I personally enjoy parts of partaking in social media apps (how else can I keep up with Chrissy Teigen’s tweets?) and rather than quitting them cold turkey, I’ve found ways to use them that actually helps, not hinders, my creativity.



This suggestion is not for the faint of heart. Before you can start actually deciding how you want to use your smartphone, figure out how much time you spend on it daily. I was in an adorable local bookstore the other day when I found a book entitled How to Break Up With Your Phone. While thumbing through it, I picked up some stellar advice I wish I’d found sooner: download an app that tracks your phone usage. I took the advice and put the Moments app on my iPhone. Now that I know exactly how much I’m using my phone, I’m less likely to reach for it when I have a free moment.

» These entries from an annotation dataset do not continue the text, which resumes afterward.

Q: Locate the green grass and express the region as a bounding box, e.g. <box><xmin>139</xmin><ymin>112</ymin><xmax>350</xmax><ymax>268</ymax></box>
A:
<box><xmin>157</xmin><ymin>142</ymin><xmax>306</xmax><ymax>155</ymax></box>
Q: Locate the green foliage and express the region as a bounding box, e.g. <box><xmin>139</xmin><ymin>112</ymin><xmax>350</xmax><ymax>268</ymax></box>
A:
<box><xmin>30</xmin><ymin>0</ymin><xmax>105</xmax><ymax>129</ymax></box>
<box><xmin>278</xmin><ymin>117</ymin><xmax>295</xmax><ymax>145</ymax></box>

I wrote an article last year in which I mentioned one of my favorite pieces of advice regarding Instagram: Tavi Gevinson’s comment that “Instagram should make you happy.” Her perspective is applicable to all forms of social media. Beyond curating an uplifting home page, if your goal (besides keeping up with family and friends) is to increase creativity, shouldn’t your social media be playing a role?

Are there people you follow on Instagram who you don’t know, but spend hours paging through their pictures, wishing you had their outfits/dog/life? Out they go. Companies that only make you want to buy things you don’t need? Click that unfollow button. Political Twitter accounts that only anger, never inform? Goodbye.

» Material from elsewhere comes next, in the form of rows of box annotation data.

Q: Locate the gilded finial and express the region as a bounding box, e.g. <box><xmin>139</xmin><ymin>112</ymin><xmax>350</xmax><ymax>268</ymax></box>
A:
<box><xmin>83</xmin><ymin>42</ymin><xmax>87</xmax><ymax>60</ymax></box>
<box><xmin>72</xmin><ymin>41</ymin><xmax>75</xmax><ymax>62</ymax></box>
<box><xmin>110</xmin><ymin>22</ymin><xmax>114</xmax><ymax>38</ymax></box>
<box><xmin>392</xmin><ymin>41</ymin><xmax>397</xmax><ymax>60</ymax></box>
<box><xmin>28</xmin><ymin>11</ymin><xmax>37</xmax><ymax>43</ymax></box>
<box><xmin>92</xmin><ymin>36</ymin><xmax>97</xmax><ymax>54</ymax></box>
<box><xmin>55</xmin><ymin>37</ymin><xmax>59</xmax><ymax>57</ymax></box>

I’m not saying you should get rid of EVERY account that falls into this category. I definitely don’t unfollow every account that doesn’t directly serve my goals, but I’ve noticed that being conscious of the time and energy I’m devoting to keeping up with these updates makes me hesitant to give them such a large platform in my life.



This may be a no-brainer, but if you enjoy the act of putting your work on social media, create accounts for your artistic endeavors. Rupi Kaur originally became famous for her poetry on Instagram, and most every photographer I know has an account for their pictures.

If you’re hesitant about sharing your work, it isn’t necessary to publish it on your personal accounts, or even share a link. Of course, part of the vast danger of the internet is the anonymity that can accompany its usage. As a visit to almost any Youtube videos’ comments section proves, people are more apt to be hateful when cloaked by an anonymous name online. However, this aspect of the internet doesn’t have to be used for evil.  If you’re not ready for attention to be focused on your art, start accounts without publicizing them.

On an episode of NPR’s “Hidden Brain,” there’s a story about Helen Ellis, author of American Housewife, and how she got the idea for the book from starting an anonymous twitter account dedicated to publishing satirical tweets about being a housewife. In the podcast, she says, “…one of the nice things about… having the anonymous account was nobody knew it was me. Nobody was watching. There were absolutely no expectations. And it really freed me.”

If you aren’t ready, waiting to promote your art to people you know can help you slowly become comfortable with the idea of pushing your work into the world’s awareness.



Something I’ve found that inspires my creativity is reading well-done interviews with artists. I’m a huge fan of Tavi Gevinson’s interview style, and could read or listen to her question artists about their work and creative process all day. Find a few outlets that continually feature discussions with artists and follow them on Twitter or Instagram.



Ah, Pinterest. How many hours have I lost to your endless pages of beauty? While I’ve reined in my former hardcore Pinterest habit, it can be a great source of quick inspiration when necessary. Unfollow people who add to the noise, and create boards you can quickly access when you’re in a creative rut.

At the end of the day, make your social media work for you. Keep up with the people you care about, pursue your passion, keep the parts you like, and forget the rest.